Sabia que ia ser difícil, mas meti-me ao caminho. O mais importante já tinha. O tema na cabeça, a necessidade de, à semelhança do que aqui fiz há dois textos, proclamar a margarita a bebida deste Verão. Estas proclamações são importantes. Alinham-nos com as estações e alinham os nossos amigos connosco, já sabendo ao que vêm. Além disso, dão um bom texto sobre os espíritos que bebemos e nos alimentam. Determinado, pois, a proclamar a margarita a bebida da estação quente de 2018, dei por mim a braços com o prazo e o prazo foi ultrapassado, entregando-me a Providência (e a benévola brandura do meu editor). Fui, contudo, recompensado. A 14 de abril, Miguel Esteves Cardoso publica no Público, na secção Fugas, uma crónica intitulada “A margarita revisitada: é saborosamente chocante como fica melhor sem Cointreau, com xarope de agave” e este meu texto mudou completamente.

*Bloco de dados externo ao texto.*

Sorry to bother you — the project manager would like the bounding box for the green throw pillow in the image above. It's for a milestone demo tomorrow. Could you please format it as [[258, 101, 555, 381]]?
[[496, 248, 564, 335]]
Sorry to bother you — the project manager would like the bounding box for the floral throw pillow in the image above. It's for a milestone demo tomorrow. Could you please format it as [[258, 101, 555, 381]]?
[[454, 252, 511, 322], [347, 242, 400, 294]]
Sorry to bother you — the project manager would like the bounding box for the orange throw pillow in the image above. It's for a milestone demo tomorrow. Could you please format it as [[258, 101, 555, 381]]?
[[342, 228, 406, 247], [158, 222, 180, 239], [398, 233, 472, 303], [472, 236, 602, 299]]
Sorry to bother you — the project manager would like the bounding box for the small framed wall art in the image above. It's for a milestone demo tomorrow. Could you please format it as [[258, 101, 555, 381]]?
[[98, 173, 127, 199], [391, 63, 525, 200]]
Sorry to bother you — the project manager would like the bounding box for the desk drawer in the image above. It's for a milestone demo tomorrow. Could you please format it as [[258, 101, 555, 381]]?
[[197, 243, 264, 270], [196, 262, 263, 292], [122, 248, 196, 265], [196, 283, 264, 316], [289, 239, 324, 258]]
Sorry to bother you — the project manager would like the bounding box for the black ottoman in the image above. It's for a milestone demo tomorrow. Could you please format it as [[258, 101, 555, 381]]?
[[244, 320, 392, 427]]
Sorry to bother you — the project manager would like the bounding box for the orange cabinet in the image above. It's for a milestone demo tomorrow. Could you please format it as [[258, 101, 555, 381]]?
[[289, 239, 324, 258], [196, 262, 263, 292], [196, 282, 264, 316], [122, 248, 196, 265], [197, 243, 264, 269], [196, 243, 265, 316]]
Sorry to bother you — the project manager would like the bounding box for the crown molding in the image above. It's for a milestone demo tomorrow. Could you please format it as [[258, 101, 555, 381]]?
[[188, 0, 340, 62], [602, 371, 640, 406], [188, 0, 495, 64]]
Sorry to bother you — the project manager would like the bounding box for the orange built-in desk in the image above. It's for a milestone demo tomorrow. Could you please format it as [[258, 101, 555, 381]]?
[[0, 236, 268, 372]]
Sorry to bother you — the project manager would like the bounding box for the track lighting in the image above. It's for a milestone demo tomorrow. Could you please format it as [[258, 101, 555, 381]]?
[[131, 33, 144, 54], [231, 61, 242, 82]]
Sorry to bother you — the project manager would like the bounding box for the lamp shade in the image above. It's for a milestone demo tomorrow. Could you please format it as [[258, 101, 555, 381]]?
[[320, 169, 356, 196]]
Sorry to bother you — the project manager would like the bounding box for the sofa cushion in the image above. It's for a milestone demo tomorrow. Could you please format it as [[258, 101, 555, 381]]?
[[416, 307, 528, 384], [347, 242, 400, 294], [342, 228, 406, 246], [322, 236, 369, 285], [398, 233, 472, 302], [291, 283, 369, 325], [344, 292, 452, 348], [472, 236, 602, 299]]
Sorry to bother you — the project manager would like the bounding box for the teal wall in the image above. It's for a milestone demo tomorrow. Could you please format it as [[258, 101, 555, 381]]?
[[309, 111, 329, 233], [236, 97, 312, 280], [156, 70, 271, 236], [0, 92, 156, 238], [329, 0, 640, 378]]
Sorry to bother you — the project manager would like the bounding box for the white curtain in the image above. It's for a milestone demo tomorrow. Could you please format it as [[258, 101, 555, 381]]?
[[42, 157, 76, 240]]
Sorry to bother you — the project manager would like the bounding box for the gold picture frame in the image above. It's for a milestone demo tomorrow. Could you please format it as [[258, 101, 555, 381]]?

O MEC é para mim uma autoridade. É uma autoridade no sentido próprio do termo. Está autorizado a falar sobretudo e a minha atenção para ele é sempre completa. Desde alcatifas, à lealdade, chegando agora às margaritas, se o MEC escreve presumo sempre que tem argumentos que me interessam conhecer. Mesmo se não concordo. O que é aqui quase todo o caso. E foi isto que mudou a história do meu texto. Ia ser um e por divina intervenção de MEC tornou-se outro. Vamos a isto!!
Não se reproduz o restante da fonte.